A team at Cornell University led by Prof Lynden Archer has been exploring the use of low-cost materials to create rechargeable batteries that will make energy storage more affordable. The team has used carbon fibres to coat aluminium to improve the performance with over 10,000 cycles and 3,600 hours.
This approach yields over 100 times the fundamental capacity of a battery cell, which has made aluminium a very attractive options for battery cells, However, finding ways to extend the lifetime has been a challenge.
“A very interesting feature of this battery is that only two elements are used for the anode and the cathode – aluminium and carbon – both of which are inexpensive and environmentally friendly,” said Dr Jingxu (Kent) Zheng, now a postdoctoral researcher at the Massachusetts Institute of Technology.
“They also have a very long cycle life. When we calculate the cost of energy storage, we need to amortize it over the overall energy throughput, meaning that the battery is rechargeable, so we can use it many, many times. So if we have a longer service life, then this cost will be further reduced,” said Zheng.
Aluminium is abundant and low cost, with a high capacity to store more energy than many other metals. However, aluminium can be tricky to integrate into a battery’s electrodes as it reacts chemically with the glass fibre separator, causing the battery to short circuit and fail.

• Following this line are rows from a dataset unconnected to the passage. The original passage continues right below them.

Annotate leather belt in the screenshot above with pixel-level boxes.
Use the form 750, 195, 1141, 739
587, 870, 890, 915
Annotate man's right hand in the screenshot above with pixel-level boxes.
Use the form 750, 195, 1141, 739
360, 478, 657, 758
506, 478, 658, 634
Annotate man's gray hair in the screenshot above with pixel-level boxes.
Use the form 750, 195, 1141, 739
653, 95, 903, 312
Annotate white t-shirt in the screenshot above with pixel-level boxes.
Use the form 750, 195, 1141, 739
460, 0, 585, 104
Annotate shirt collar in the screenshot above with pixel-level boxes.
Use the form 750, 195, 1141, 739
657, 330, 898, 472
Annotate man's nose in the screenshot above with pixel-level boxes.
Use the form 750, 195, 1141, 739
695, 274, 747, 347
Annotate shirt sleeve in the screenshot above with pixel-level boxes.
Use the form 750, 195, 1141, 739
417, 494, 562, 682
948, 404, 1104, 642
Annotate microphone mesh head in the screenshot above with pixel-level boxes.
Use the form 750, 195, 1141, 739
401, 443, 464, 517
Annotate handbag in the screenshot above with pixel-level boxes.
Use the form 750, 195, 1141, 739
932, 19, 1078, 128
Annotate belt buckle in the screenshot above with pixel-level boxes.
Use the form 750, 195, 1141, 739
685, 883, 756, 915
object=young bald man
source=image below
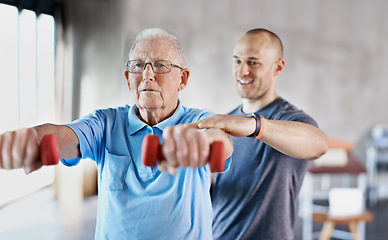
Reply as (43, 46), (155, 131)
(199, 29), (328, 240)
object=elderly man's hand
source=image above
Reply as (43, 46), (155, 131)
(0, 128), (42, 173)
(159, 125), (213, 174)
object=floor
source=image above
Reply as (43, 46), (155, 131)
(0, 187), (97, 240)
(0, 188), (388, 240)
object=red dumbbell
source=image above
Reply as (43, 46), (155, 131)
(141, 135), (225, 172)
(39, 134), (59, 166)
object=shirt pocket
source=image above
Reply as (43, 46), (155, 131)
(102, 149), (130, 191)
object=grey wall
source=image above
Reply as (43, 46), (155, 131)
(65, 0), (388, 141)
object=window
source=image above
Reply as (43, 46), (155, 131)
(0, 4), (55, 206)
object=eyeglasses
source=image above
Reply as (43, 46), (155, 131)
(125, 60), (183, 74)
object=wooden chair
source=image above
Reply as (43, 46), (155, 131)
(300, 139), (373, 240)
(313, 210), (374, 240)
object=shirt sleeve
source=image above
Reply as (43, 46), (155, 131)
(61, 110), (105, 166)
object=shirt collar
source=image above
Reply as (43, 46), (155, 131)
(128, 100), (185, 135)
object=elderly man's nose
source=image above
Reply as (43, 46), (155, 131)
(143, 64), (155, 81)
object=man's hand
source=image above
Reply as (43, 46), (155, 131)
(0, 128), (42, 173)
(195, 114), (256, 137)
(159, 124), (213, 174)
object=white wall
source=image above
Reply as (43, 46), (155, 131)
(65, 0), (388, 141)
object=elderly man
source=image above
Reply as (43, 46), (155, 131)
(0, 29), (233, 240)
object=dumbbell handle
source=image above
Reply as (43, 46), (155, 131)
(39, 134), (59, 166)
(141, 134), (225, 172)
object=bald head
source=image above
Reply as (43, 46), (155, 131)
(241, 28), (283, 58)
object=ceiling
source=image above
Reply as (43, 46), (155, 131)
(0, 0), (66, 15)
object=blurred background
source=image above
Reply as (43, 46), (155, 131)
(0, 0), (388, 239)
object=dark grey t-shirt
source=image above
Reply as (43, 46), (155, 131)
(212, 97), (317, 240)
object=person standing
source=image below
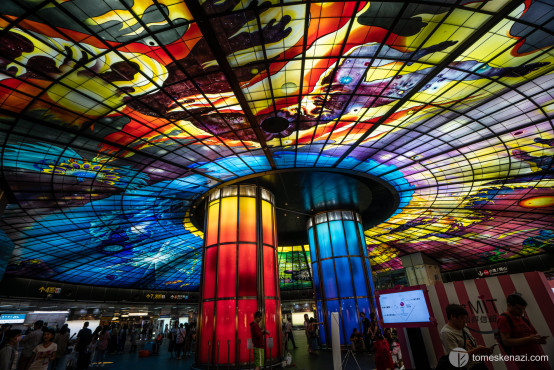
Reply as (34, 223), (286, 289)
(0, 329), (21, 370)
(95, 325), (110, 367)
(28, 328), (58, 370)
(17, 320), (44, 370)
(360, 312), (371, 351)
(52, 324), (69, 370)
(437, 304), (492, 370)
(285, 316), (298, 349)
(497, 294), (550, 370)
(75, 321), (92, 370)
(250, 311), (269, 370)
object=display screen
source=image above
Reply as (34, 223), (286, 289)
(379, 290), (431, 326)
(0, 313), (27, 324)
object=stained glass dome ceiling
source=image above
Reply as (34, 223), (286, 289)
(0, 0), (554, 290)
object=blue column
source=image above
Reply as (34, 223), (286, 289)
(307, 211), (374, 345)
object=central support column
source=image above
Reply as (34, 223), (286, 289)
(307, 211), (374, 345)
(196, 185), (281, 366)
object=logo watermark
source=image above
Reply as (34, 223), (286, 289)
(471, 354), (548, 362)
(448, 348), (548, 367)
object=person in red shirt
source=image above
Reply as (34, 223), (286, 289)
(373, 330), (394, 370)
(250, 311), (269, 370)
(498, 294), (550, 370)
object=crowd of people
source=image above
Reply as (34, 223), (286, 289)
(0, 320), (196, 370)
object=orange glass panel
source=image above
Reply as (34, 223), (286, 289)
(239, 197), (256, 242)
(204, 247), (217, 299)
(219, 197), (238, 243)
(238, 244), (256, 297)
(262, 200), (274, 245)
(206, 200), (219, 246)
(263, 246), (276, 297)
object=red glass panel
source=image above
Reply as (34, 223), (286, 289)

Using a substrate of interwoven carbon fibres instead forms an even stronger chemical bond with aluminium. When the battery is charged, the aluminium is deposited into the carbon structure via covalent bonding, the sharing of electron pairs between the aluminium and carbon atoms.
This is also a 3D non-planar architecture that creates a deeper, more consistent layering of aluminum that can be finely controlled.